Emission Measure Distribution and Heating of Two Active Region Cores

TL;DR

This study analyzes the coronal plasma in active region cores using Hinode data, finding emission measure distributions consistent with nanoflare heating models but also compatible with steady heating, highlighting the challenge in distinguishing heating mechanisms.

Contribution

It provides observational evidence supporting nanoflare heating models in active region cores and compares these with steady heating scenarios.

Findings

Emission measure distribution follows EM∝T^{2.4} from log T=5.5 to 6.55

Observations align with nanoflare-heated loop strand models

Steady heating remains a plausible alternative without additional constraints.

Abstract

Using data from the Extreme-ultraviolet Imaging Spectrometer aboard Hinode, we have studied the coronal plasma in the core of two active regions.

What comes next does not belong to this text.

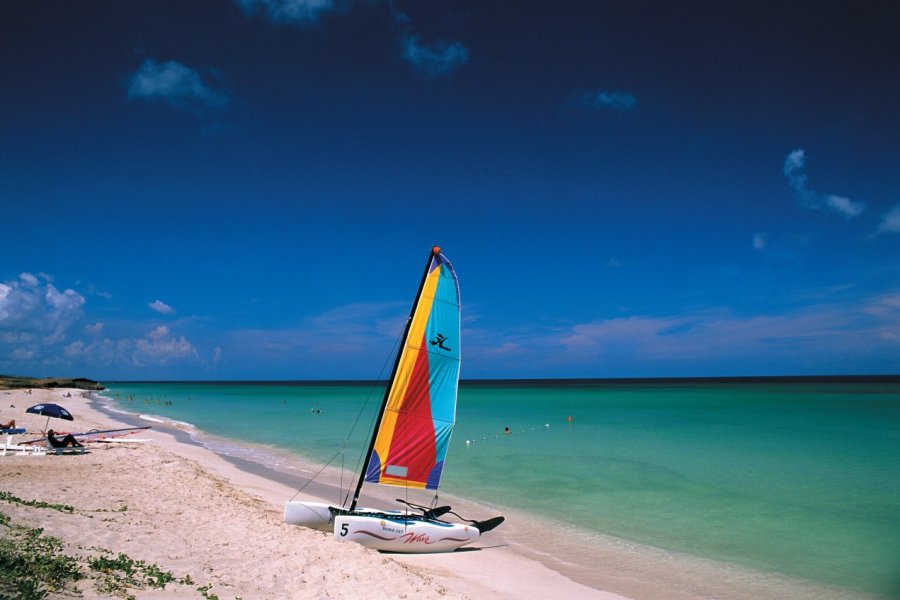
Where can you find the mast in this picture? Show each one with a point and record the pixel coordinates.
(435, 250)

Concentrating on the area between opposite polarity moss, we found emission measure distributions having an approximate power-law form EM$\propto T^{2.4}$ from $\log\,T = 5.5$ up to a peak at $\log\,T = 6.55$. We show that the observations compare very favorably with a simple model of nanoflare-heated loop strands. They also appear to be consistent with more sophisticated nanoflare models. However, in the absence of additional constraints, steady heating is also a viable explanation.